GROUP BY d.passphrase, ss.value 
HAVING COUNT(*) > 1
)

I also added a CTE that just gets me the total count.

, cteCount
AS
(SELECT total = COUNT(*) FROM day4)

Next, I added a CTE that would get my unique passphrases from the first CTE.

, cteUnique
AS
(
SELECT ctePass.passphrase
, cnt = COUNT(cnt) 
  FROM ctePass
  GROUP BY ctePass.passphrase
  )

Finally, I subtract the invalids from the total to get the vlaids. This gave me the answer that solved the puzzle.

SELECT total - COUNT(*) FROM cteUnique, cteCount
GROUP BY cteCount.total

Now let’s load the actual data. I cut and pasted data into a file. Let’s load that.

TRUNCATE TABLE day4
GO
BULK INSERT dbo.Day4 FROM 'e:\Documents\GitHub\AdventofCode\2017\Day4\Day4_Input.txt'
GO
SELECT 
  *
  FROM dbo.Day4 AS d

I can see I have 512 rows in my table, so my result must be between 1 and 512.  When I ran this, I got the correct result.
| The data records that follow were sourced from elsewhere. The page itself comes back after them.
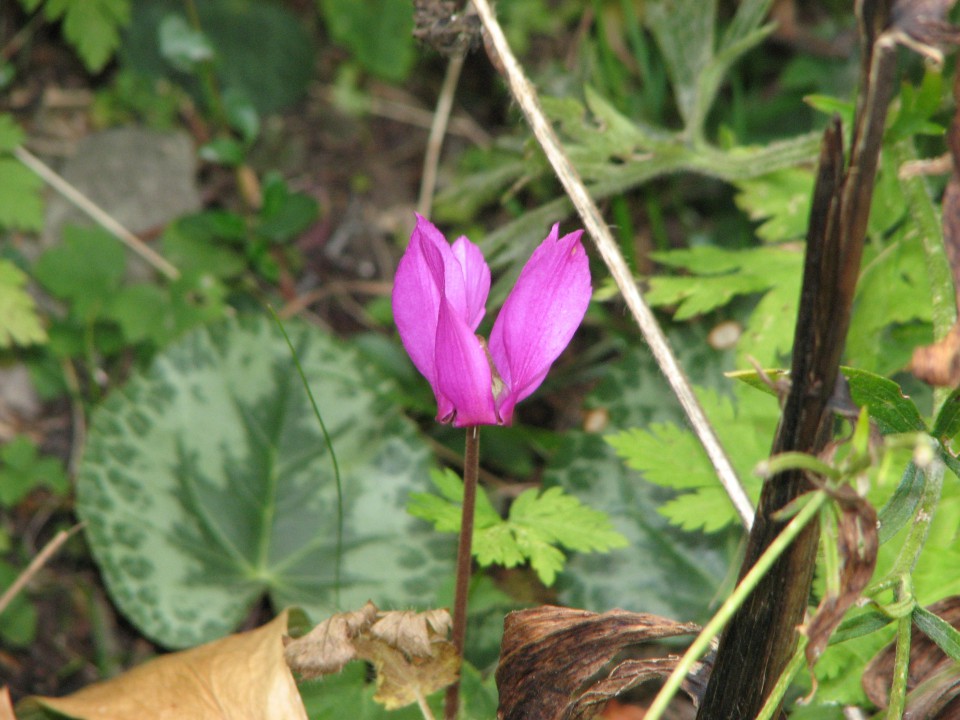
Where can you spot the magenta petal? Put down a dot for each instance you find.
(463, 372)
(416, 298)
(540, 317)
(476, 282)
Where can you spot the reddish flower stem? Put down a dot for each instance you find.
(471, 467)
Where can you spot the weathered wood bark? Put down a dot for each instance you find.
(762, 636)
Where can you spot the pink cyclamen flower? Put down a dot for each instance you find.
(439, 295)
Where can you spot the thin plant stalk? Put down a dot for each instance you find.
(733, 603)
(471, 467)
(528, 100)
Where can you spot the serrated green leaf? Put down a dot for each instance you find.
(939, 630)
(92, 27)
(899, 509)
(143, 313)
(21, 206)
(19, 322)
(22, 469)
(947, 424)
(264, 50)
(206, 485)
(86, 268)
(672, 457)
(182, 45)
(780, 201)
(536, 524)
(719, 275)
(893, 411)
(562, 519)
(378, 32)
(893, 289)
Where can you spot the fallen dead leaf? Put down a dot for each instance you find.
(409, 650)
(550, 653)
(240, 677)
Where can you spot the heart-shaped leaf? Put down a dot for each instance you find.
(206, 484)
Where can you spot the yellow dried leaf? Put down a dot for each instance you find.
(241, 677)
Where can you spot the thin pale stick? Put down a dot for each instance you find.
(424, 706)
(471, 463)
(438, 129)
(56, 542)
(526, 97)
(95, 212)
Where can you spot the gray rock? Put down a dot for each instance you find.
(141, 177)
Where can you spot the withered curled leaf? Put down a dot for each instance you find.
(409, 651)
(329, 646)
(857, 543)
(550, 653)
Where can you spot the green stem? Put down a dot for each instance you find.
(207, 73)
(772, 705)
(733, 603)
(901, 667)
(471, 467)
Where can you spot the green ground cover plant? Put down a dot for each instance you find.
(251, 459)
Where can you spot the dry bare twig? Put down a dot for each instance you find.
(526, 97)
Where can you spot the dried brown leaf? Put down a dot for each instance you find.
(242, 676)
(329, 646)
(409, 650)
(857, 543)
(925, 21)
(549, 653)
(411, 632)
(403, 678)
(933, 680)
A slight admission here. I misread at first, so I didn’t have the total and just got the 57. When that didn’t work, I re-read things and realized this. I tried to check for the valids, but realized that it was simpler if I just subtracted.

Part II

Part II is tricky, and I made a mistake the first time I tried to solve this. It took a bit, but I eventually figured out the issue.

In this part, we have to avoid anagrams. That means if the phrase as ‘car’ and ‘rac’, it’s invalid. Getting anagrams is tricky, and I looked around to find a post on SO that covers this. I adapted that code from Pawel Dyl to search for anagrams.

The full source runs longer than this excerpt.